Al-Najjar began to calm down after about a year, he says, when he realized he could make a living.
By then, he and his wife had divorced and she had moved across town with their daughters, now 13, 17 and 19. To support them, he worked 14-hour days alone in a small apartment.
"I so hated solitary confinement in prison, and here I was inflicting it on myself again," he says.

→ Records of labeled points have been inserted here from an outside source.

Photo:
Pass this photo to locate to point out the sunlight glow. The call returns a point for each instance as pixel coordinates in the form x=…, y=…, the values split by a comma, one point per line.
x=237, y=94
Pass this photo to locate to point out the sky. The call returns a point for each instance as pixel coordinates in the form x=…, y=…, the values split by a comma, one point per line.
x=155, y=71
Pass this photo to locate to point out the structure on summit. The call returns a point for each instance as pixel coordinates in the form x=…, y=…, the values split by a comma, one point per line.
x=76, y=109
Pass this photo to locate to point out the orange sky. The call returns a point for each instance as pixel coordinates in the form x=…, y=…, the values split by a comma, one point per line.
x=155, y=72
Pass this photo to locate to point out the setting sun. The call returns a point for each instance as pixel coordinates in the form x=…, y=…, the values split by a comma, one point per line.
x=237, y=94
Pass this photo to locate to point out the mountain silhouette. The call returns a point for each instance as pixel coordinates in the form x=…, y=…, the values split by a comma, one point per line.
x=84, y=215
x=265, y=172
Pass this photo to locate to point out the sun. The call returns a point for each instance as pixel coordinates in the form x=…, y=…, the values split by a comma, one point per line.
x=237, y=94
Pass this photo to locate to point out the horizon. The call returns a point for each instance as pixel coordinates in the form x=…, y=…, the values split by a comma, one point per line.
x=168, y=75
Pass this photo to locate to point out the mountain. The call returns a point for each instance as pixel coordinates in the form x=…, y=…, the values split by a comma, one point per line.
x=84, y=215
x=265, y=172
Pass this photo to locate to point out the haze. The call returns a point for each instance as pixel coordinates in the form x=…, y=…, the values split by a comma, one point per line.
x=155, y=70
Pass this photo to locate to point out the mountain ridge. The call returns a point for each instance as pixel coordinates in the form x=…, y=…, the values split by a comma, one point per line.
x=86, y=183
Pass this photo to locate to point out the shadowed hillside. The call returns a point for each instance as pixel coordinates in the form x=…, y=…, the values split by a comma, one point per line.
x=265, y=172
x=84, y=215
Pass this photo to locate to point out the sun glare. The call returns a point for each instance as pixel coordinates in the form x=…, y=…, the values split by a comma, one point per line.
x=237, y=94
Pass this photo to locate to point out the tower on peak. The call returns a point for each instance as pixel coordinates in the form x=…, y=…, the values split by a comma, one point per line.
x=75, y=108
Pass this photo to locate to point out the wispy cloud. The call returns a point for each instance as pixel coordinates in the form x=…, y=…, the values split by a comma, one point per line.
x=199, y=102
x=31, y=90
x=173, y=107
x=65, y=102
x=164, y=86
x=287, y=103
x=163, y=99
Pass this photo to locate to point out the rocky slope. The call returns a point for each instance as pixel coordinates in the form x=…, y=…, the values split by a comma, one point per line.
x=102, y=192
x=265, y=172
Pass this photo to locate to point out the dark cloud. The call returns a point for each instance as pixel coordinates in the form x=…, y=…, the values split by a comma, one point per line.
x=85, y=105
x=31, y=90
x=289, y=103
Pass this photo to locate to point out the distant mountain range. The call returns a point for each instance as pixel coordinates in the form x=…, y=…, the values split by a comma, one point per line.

Gradually things got better. A mall between his apartment and his ex-wife's home put in a Cinnabon restaurant and he met his daughters there each week. They ate cinnamon buns, drank coffee and talked for hours, as they used to do in Tampa.
"I had my family again."
He began taking taxis and buses around the city, meeting with scholars and students to debate politics and history. He took monthly cruises down the Nile, relaxing on the ship's deck in the balmy night air. He prided himself on his ability to support his family, his homemade Turkish coffee and his palate for olive oil. He renovated his apartment.
"You'd have to live in Cairo to know what a feat it is to get a plumber, a carpenter and an electrician to show up," he says.
He was buoyed last year when his sister Nahla Al-Arian moved to Cairo to ready a home for husband Sami, who could soon be deported.
Until his recent cancer surgery Al-Najjar, 51, walked the quarter mile from his place to Nahla's spacious, air-conditioned apartment three or four times a week.
A large amount of muscle was removed from his left thigh, followed by radiation treatments, and Al-Najjar now walks with a pronounced limp.
"I don't know how long I have left," he says, "but I know I'm not going to waste a minute."
In June, he married a psychiatrist in her early 40s. It is her first marriage and they are talking about having a child. "Even more reason to live," he says.
On this night, Al-Najjar drives over to Nahla's with the figs and cactus fruit he bought earlier. Nahla's daughter and mother are there. Sami Al-Arian's mother and brothers and sister arrive near midnight to discuss a recent development in Al-Arian's case that may reunite him with his family before winter.
"Do you think it will happen this time?" Al-Arian's brother Khalid asks Al-Najjar, who is considered the family authority on U.S. immigration. "We've been hopeful so many times only to be disappointed."
"One day Sami will be out. Don't worry about the future," says Al-Najjar as he pops a huge purple fig in his mouth.